Indian-American pianist Kunal Lahiry did not hide his light under a bushel, sartorially, rhetorically, or musically. The artists are clearly equal collaborators, as it should be but rarely is. Like Slack, he has commissioned and collaborated on much cutting-edge work, in his case often on LGBTQ themes. But he often works with song singers; in the 2025-26 season, he returns to Weill with another Curtis-nurtured talent, baritone Jarrett Ott. I was impressed by Lahiry’s commitment, his musical versatility (some of the numbers played required prepared-piano techniques), and his uncanny ease at soft dynamics and in arpeggiated passagework.
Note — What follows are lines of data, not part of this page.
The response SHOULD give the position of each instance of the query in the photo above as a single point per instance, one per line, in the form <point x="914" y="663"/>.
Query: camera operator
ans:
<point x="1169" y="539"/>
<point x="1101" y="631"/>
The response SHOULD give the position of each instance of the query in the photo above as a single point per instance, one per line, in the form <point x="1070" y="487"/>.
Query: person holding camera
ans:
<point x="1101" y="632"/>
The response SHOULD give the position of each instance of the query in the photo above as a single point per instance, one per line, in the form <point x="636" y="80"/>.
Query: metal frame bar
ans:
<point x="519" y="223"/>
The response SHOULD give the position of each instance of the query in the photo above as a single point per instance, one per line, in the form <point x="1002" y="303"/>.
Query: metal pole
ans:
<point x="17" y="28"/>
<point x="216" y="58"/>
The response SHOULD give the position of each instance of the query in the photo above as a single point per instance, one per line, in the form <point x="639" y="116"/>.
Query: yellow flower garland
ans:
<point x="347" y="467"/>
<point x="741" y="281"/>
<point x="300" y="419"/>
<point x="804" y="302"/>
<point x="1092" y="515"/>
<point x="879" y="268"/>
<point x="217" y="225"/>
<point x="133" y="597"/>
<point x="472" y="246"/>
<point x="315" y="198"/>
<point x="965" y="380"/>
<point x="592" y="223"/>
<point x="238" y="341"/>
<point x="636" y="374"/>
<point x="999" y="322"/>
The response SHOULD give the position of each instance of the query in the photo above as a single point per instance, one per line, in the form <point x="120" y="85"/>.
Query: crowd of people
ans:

Sometimes — as in Mahler’s “Von der Schönheit,” in which Barron affirmed her suitability in timbre and depth of feeling for the Bohemian Jewish composer’s nonpareil style — Lahiry’s work grew over-percussive, with an awful lot of pedal for the small venue.

The program encompassed multiple (and challenging) styles and languages, with some numbers aptly joined without pause via the artists’ skilled timing and concentration. Everything performed was worth hearing — not a sentiment I often voice after recitals. Barron has a very distinctive personal timbre that can turn soulful or fiery plus a secure technical foundation enabling a wide range and precise dynamics. She impressively commanded the bouche fermée technique several of the works required; her approach can be incisive or teasingly subtle as needed.

Particular highlights included the disarming “La señora luna” by Cuba’s Ernesto Lecuona (1895-1963), the devastating “Ich wandre durch Theresienstadt” by Czech-born Ilse Weber, who perished at Auschwitz in 1944; Kamala Sankaram’s effective “The Far Shore,” which found Barron absolutely absorbed in the music; and Zubaida Azezi’s moving Uighur folk song “Ananurhan.” The last four numbers, in Chinese, evinced special meaning in Barron and Lahiry’s traversal: Ruo Huang’s slightly improvisatory “Fisherman’s Sonnet,” Chen Yi’s grippingly rendered “Monologue,” and the traditional “Northeastern Lullaby” and “Fengyang Flower Drum Song.” As with Slack and Miller, Barron and Lahiry proved themselves engaged artists well worth seeking out.